Both. DVB-S2X multistream (with ISI and PLSC parameters for selecting a stream from a multistream carrier) is supported through standard SAT>IP URL parameters; your client passes the multistream parameters in the URL and the tuner returns the correct stream. T2-MI decapsulation runs natively inside our streaming pipeline, so you request a specific PLP and filter inner PIDs directly through the SAT>IP URL without adding an external IRD or T2-MI gateway downstream. This is unusual at this price tier and one of the reasons the service works for operators handling Italian Mediaset multistream, Spanish DVB-T2-over-satellite distribution, and similar broadcast contribution feeds.

What if the satellite I need is not on your coverage list?

Contact us and tell us which satellite and which transponders you need reception from. We add positions on request when the business case is there.
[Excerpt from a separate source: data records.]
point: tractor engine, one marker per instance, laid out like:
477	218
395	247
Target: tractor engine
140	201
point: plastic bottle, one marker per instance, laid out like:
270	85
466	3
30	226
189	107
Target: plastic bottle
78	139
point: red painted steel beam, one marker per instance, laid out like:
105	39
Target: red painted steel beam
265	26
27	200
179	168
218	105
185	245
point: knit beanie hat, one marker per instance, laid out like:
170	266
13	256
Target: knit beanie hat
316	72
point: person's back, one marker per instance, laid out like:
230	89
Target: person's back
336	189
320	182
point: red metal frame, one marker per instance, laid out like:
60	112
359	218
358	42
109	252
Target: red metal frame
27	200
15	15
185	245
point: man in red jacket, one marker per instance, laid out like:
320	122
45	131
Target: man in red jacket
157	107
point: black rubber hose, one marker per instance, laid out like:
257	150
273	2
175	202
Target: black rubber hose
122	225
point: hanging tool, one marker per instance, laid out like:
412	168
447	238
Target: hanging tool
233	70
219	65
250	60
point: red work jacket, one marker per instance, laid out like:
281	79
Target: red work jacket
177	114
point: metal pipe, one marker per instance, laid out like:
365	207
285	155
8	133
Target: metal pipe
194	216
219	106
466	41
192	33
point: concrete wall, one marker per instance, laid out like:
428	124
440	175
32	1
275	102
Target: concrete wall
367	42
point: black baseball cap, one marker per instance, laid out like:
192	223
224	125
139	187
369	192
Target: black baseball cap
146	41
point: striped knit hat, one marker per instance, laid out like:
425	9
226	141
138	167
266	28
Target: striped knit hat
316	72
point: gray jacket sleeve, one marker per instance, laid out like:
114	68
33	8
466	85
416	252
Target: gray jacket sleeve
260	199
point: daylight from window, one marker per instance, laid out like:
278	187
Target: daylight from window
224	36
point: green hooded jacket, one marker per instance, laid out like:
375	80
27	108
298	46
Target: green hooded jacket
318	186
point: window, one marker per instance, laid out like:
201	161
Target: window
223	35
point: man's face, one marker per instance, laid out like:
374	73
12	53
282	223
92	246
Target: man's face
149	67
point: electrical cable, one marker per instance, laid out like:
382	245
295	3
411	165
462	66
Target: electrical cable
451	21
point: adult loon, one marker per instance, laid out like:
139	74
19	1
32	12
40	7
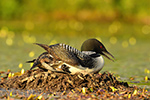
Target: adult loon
67	58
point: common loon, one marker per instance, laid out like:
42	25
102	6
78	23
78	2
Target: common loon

Our engineering team can also tell you whether the position is physically receivable from Vilnius or London and what dish size would be required.

How do billing and cancellation work?

Plans are month-to-month by default. The first 14 days come with a money-back guarantee, so you can test the service against your stack and your channels before committing. After the first month, you can cancel at any time through the Client Area. Payment options include card (Visa, Mastercard, Amex), PayPal, bank transfer, and crypto via Coingate.

Is this legal? Where is the service operated from?

Satline provides the technical infrastructure for receiving satellite signals over IP. The operating company is Satline UAB, registered in Vilnius, Lithuania, which means the service operates under EU jurisdiction with GDPR-compliant data handling. Content licensing for any commercial broadcast use of the channels you receive is your responsibility as the customer; we provide the infrastructure, you bring the rights. For free-to-air content, no special licensing is required in most EU jurisdictions.